Maria Komornicka to najbardziej fascynująca twórczyni przełomu XIX i XX wieku. Jej życiorys jest tajemniczy, niejednoznaczny i bardzo skomplikowany, chociaż najczęściej przytacza się to nazwisko w kontekście genderowym. Komornicka od kilkunastu lat cieszy się wielką sławą wśród środowisk naukowych, jednak w kulturze masowej dotąd nie zaistniała. Przy pierwszym kontakcie z jej życiorysem początkowo uderzają zapisane w nim skrajności – poetka w mizoginicznym społeczeństwie, skandalistka, która rozwodzi się w 1900 roku z mężem, w 1907 ogłasza światu, iż od tej chwili jest mężczyzną Piotrem Włastem. Za ten akt intelektualnej transgresji płaci ogromną cenę: 7 lat przebywa w szpitalach psychiatrycznych, resztę życia spędza całkowicie zapomniana, szykanowana przez najbliższe otoczenie. Do końca jednak zachowała godność. To, co mnie najbardziej w niej poruszyło, to odwaga, by walczyć o własne przekonania.

Też jesteś typem buntowniczki?

Obawiam się, że mój bunt ma charakter bardzo introwertyczny, tkwi we mnie i objawia się w pisarstwie. Walczę z tkwiącą we mnie głęboko konformistką, nie zgadzam się na taką siebie, ale takie wychowanie odebrałam w domu. Jako matka trójki dzieci, żona od siedemnastu lat w związku nieustannie zmagam się ze stygmatem matki Polki męczennicy. Ale to nie jest łatwe.

wywiad-sylwia-zientek-3

Wróćmy do Komornickiej, dzięki twojej powieści nie tylko pokazujesz ją większemu gronu odbiorców, ale i zadbałaś o to, aby wydano jej teksty.
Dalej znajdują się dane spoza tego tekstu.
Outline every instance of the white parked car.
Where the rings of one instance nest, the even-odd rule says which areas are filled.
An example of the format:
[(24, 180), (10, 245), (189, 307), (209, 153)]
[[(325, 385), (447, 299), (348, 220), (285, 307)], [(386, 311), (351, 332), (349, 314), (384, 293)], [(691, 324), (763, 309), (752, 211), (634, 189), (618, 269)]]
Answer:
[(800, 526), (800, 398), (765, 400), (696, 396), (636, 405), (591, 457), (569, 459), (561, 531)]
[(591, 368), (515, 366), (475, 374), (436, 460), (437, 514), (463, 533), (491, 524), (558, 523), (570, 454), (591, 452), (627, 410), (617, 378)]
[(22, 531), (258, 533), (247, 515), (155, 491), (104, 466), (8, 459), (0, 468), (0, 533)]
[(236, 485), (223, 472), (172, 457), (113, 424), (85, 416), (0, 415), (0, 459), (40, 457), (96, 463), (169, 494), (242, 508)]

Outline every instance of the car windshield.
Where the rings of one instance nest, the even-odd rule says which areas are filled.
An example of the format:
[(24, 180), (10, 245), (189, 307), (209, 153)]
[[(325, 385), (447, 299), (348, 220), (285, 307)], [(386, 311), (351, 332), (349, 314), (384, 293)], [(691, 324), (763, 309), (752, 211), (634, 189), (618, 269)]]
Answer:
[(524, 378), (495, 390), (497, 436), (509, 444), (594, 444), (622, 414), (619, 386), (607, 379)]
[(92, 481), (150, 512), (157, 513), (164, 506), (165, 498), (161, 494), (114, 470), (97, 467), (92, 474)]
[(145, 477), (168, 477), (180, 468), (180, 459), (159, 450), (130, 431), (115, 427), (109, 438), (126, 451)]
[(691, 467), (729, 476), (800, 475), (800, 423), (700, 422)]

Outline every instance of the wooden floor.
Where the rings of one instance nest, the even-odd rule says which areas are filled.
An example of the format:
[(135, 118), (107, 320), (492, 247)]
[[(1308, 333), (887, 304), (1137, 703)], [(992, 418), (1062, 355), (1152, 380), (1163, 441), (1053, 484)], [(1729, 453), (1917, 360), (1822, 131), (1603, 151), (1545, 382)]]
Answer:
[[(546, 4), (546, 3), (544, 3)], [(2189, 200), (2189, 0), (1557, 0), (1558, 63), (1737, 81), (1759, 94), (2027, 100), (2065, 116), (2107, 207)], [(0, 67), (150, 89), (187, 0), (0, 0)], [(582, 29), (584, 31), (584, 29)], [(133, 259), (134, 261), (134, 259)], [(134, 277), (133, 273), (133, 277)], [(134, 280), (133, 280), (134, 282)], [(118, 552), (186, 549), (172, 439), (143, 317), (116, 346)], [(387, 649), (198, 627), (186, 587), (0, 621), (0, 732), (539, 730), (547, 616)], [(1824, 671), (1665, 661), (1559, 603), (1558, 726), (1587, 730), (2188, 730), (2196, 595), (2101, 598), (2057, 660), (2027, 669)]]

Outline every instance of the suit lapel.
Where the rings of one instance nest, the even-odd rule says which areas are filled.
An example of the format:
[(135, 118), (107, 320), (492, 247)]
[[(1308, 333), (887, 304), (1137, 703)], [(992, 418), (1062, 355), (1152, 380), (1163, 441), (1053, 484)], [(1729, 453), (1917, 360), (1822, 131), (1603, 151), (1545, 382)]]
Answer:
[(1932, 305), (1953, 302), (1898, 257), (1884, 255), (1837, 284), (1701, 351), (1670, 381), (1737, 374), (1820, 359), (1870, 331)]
Wiem, że sprawa nie była łatwa.

Moim wielkim marzeniem – nie wstydzę się tego słowa – było to, aby na rynku ukazała się antologia utworów Komornickiej. Nigdy dotąd nie ukazało się takie opracowanie. Od 1996 roku nie wydawano na rynku masowym (nie liczę tutaj publikacji naukowych czy uniwersyteckich) nawet tych najpopularniejszych tekstów poetki, a te kiedyś opublikowane są niemożliwe do dostania ani na aukcjach, ani w antykwariatach – wiem, bo próbowałam je nabyć. Na szczęście udało mi się zarazić moim entuzjazmem dla Marii mojego wydawcę, Muza SA. Powstał pomysł wydania tomiku, swoistego „best of” Komornickiej. Dla mnie ta publikacja to nie mniejszy sukces niż czwarta powieść. Ogromnie się cieszę, że udało się ten projekt zrealizować! Nareszcie wszyscy wielbiciele Komornickiej będą mogli nabyć sobie jej wiersze i mieć je na swojej półce.

W świadomości czytelników funkcjonujesz jako autorka dla kobiet, w Polsce to niemalże wyzwisko. „Podróż w stronę czerwieni” jest twoją czwartą książką, kolejną po „Mirażach” powieścią z silnymi wątkami historycznymi. Twój debiut nominowany był do prestiżowej Literackiej Nagrody „Angelus”. Jak czujesz się w szufladzie „babska literatura”?

To złożony problem. Ja akurat nie chcę, aby przylgnęła do mnie ta etykietka, mimo że w dużej mierze kieruję swoje książki do kobiet. Ale czy pisarz tworzący męskiego bohatera uznawany jest za twórcę wyłącznie dla mężczyzn? Nie! W przypadku pisarki fakt, iż w jej książce występują kobiety, automatycznie szufladkuje ją jako piszącą wyłącznie dla kobiet.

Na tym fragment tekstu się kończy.